Kaufpreis steht fest
Für 319.000 Euro ist die Kombination aus „liebevoll saniertem Einfamilienhaus und Gewerbeimmobilie“ bei Immobilienscout24 im Internet inseriert. Dafür bekommt man dann 350 Quadratmeter Wohnfläche, Baujahr 1957, die zuletzt 2010 saniert worden sind. Die Wohnfläche oder Gewerbefläche erstreckt sich mit acht Zimmern – davon vier Schlafzimmer und ein Bad – über zwei Etagen. Dazu gehören außerdem 400 Quadratmeter Grundstück und ein Carport. Das Inserat verfügt über 14 Fotos von innen und außen.

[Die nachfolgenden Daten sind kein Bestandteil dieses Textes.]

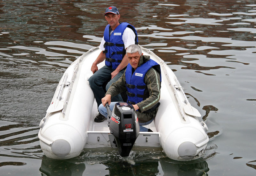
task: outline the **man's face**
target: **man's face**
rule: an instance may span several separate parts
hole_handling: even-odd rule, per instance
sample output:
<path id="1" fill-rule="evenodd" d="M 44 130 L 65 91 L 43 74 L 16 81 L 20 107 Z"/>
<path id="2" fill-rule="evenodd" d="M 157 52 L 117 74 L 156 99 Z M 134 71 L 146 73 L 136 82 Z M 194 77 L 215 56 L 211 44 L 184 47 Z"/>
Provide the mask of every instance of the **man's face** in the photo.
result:
<path id="1" fill-rule="evenodd" d="M 142 53 L 141 54 L 141 56 L 143 55 Z M 138 52 L 134 53 L 127 53 L 127 57 L 128 58 L 128 60 L 129 61 L 129 63 L 132 67 L 134 68 L 134 70 L 136 70 L 137 67 L 138 67 L 139 63 L 140 62 L 140 57 L 141 55 Z"/>
<path id="2" fill-rule="evenodd" d="M 118 20 L 120 18 L 120 15 L 108 13 L 106 14 L 105 18 L 110 26 L 116 27 L 118 25 Z"/>

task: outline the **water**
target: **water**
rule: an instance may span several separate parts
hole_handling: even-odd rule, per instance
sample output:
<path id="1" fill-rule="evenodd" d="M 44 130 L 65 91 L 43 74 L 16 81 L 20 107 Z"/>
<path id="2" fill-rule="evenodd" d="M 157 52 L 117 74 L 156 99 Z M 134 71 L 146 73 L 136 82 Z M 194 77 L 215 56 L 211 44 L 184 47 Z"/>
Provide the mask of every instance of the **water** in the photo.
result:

„Wir haben aber bewusst nicht so viele Innenaufnahmen aus dem Club eingestellt“, sagt Jürgen Struth. Ein beauftragter Makler habe ihm geraten, das Haus jetzt zu inserieren, selbst wenn er es im Grunde jetzt noch gar nicht verkaufen wolle. So aber seien die Chancen am größten, Interessenten zu finden. Aber auch da hat Jürgen Struth klare Vorstellungen. Nicht jeder komme infrage. Dafür habe er in der Vergangenheit zu viel investiert.
Stolz auf sauberes Haus
„Ich verfüge über eine Lizenz für einen Nachtclub“, berichtet Jürgen Struth, der die Bar seit dem 15. April 2012 betreibt. Er ist stolz darauf, ein sauberes Haus zu führen, in dem die Frauen einen Gewerbeschein und eine Krankenversicherung vorweisen können müssen. Struth vermietet ihnen dann Zimmer. Nur eine Frau ist bei ihm fest angestellt: „Das ist die Bardame, die den Laden schmeißt“, sagt er. Die Bardame bekommt inzwischen Arbeitslosengeld. Für die meisten Prostituierten gilt das aber nicht, wenn sie in ihre Heimatländer zurückgereist sind. Auch um diese Frauen macht er sich Sorgen. Aber die Hoffnung, sein Etablissement fortführen zu können, will er nicht aufgeben.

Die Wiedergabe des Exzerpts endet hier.